Llegado cierto punto de madurez, por mucho que la mente persiga elevadísimas metas, solamente al alcance de unos pocos -poquísimos- intelectuales, lo cierto es que ésta no puede existir, nos guste o no, sin el sustento del cuerpo... y éste casi siempre apunta hacia otros objetivos. La carne es débil, con lo que tarde o temprano necesita concederse alguna alegría. Si esto no sucede, no hay manera humana de que la materia gris funcione como es debido. El veterano director y guionista Ben Lewin lo sabe, y Mark O'Brien, cariñoso virgen a los 38, también. Es por esto que llegó un momento en su vida en el que tuvo que dejar todos sus miedos aparte y enfrentarse a la cruda realidad. Para entendernos, todos los poemas o dispositivos médicos del mundo no podían aplacar la necesidad primaria inherente en todo ser humano: darse un buen revolcón en la cama.
Así de sencillo... así de natural. El núcleo argumental de 'Las sesiones' no exige más explicaciones que ésta, y precisamente ahí es donde empieza a construirse el éxito de la cinta. Y es que hablamos de otra ocasión en la que el indie norteamericano nos da deslumbrantes muestras de su discreto pero a la vez contundente y casi universal encanto. Llega uno al final de la proyección de dicha película sin la sensación de haber aprendido grandes lecciones sobre la vida, y con la certeza de que la mayoría de bromas que se han recibido va a caer en el olvido. No obstante, la peculiar terapia sexual de Lewin encandila desde el primer momento, merced a un habilísimo guión que tiene del todo claro cuál es su misión: entretener y, a poder ser, emocionar. Puede que el cumplimiento del segundo objetivo pueda ponerse a debate, pero en ningún momento el del primero.
Desde la secuencia inicial, en la que se nos plantea la problemática que va a alimentar toda la trama, el ingenio del texto se muestra en todo su esplendor, y éste no desaparece hasta un final algo precipitado.
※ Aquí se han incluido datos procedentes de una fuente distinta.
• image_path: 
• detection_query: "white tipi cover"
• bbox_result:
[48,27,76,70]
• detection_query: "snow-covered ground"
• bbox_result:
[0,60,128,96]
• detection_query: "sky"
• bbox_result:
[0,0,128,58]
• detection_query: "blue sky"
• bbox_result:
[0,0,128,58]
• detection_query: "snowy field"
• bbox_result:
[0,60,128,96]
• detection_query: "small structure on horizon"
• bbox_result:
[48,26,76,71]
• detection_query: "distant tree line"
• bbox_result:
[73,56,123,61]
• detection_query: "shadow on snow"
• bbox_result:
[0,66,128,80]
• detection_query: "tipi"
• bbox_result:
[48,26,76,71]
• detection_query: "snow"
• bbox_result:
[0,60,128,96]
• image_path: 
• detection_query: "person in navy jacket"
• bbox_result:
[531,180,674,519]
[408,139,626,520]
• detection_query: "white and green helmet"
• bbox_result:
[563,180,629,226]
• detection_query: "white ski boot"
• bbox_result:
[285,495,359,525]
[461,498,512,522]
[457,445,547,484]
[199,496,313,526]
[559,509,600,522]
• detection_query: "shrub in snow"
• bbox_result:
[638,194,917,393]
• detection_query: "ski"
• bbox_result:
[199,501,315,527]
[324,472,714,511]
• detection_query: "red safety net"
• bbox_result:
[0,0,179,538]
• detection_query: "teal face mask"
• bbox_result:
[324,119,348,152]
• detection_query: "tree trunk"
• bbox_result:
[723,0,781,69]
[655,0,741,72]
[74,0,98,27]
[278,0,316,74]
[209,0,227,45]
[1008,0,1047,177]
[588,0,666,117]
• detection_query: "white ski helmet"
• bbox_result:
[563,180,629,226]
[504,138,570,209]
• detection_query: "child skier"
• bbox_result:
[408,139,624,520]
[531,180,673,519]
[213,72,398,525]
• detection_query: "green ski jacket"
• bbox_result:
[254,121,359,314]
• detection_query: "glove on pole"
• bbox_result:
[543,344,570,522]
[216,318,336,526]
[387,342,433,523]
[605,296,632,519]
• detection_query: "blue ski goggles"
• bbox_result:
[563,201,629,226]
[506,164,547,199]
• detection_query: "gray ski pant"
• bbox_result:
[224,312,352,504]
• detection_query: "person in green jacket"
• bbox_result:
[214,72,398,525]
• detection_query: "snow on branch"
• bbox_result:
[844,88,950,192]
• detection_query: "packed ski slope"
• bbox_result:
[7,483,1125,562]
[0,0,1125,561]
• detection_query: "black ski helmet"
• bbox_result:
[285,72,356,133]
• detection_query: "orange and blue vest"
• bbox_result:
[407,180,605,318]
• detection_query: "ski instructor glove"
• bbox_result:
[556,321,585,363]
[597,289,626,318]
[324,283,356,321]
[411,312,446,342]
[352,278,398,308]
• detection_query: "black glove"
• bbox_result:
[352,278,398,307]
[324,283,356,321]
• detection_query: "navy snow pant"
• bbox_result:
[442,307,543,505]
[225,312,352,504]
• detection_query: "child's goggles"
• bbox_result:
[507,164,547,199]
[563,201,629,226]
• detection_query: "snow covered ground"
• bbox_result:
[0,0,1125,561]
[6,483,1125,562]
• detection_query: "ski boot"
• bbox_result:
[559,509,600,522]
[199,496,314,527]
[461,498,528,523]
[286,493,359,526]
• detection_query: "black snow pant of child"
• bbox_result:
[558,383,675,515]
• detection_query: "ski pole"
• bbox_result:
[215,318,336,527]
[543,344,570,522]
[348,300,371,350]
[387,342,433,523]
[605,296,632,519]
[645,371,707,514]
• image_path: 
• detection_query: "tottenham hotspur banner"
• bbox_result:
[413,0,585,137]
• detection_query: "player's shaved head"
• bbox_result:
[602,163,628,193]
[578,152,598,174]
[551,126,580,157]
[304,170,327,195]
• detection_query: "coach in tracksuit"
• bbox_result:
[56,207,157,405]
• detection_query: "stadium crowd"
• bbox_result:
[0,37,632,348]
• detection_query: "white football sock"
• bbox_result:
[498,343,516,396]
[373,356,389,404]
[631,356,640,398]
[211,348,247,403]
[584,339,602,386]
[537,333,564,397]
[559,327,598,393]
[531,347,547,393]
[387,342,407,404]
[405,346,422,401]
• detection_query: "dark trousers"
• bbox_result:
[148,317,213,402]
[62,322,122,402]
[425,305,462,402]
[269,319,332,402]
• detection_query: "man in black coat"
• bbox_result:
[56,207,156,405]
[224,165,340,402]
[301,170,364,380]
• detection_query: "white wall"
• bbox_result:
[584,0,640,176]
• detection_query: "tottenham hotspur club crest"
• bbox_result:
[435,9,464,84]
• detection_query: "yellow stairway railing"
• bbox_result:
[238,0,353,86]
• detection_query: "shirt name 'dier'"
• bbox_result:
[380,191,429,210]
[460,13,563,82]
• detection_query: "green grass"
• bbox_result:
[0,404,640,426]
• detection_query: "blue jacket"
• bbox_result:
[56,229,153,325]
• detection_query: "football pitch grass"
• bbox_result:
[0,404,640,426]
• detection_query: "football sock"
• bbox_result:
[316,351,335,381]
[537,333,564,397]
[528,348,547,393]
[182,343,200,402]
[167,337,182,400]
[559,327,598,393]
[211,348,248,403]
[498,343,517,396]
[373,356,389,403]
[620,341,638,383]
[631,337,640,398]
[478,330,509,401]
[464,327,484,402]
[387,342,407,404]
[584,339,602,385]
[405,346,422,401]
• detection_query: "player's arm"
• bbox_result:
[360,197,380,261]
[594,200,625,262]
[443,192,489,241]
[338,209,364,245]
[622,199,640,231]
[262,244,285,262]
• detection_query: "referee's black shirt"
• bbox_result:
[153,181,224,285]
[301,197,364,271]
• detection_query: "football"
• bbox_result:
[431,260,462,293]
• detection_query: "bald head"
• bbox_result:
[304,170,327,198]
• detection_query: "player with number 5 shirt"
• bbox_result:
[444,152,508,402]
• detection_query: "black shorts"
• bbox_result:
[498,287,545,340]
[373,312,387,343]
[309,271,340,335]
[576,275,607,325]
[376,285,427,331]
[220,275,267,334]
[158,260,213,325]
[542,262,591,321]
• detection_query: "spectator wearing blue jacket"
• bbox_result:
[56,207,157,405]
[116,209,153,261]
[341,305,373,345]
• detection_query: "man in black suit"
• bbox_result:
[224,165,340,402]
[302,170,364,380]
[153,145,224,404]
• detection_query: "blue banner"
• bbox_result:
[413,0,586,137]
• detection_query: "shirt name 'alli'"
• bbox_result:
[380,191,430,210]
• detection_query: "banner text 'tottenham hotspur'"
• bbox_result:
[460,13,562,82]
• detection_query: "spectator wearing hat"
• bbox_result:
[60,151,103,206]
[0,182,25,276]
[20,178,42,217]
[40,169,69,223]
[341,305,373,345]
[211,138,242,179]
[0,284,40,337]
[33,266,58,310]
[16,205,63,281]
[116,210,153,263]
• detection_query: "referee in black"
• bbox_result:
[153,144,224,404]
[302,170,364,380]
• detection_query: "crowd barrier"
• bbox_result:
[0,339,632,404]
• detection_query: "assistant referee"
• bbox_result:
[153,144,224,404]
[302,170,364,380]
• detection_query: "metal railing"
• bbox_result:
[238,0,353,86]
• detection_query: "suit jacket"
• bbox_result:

Para darle todavía más vida están unos actores en estado de gracia (formidable John Hawkes, encantadora Helen Hunt en su vuelta al papel de santa musa cargada de paciencia, divertidísimo William H. Macy como cura que lleva con toda la filosofía que se le permite los peliagudos problemas carnales con los que se le obliga a lidiar...) que configuran un reparto de ensueño, ideal para que brille aún más un conjunto plagado de personajes cada uno de ellos rebosante de carisma. La acidez del humor actúa como el más afilado de los puñales cuando se lo propone, pero al mismo tiempo su faceta más tierna actúa como edulcorante perfecto (sin endulzar en exceso el plato, sino aportando un sano contrapunto para que el dramatismo no se adueñe del discurso), imprescindible en la confección de la receta ganadora que va a colarse en el corazón de cada espectador. Con mucho menos, Nakache y Toledano se metieron en el bolsillo a medio mundo.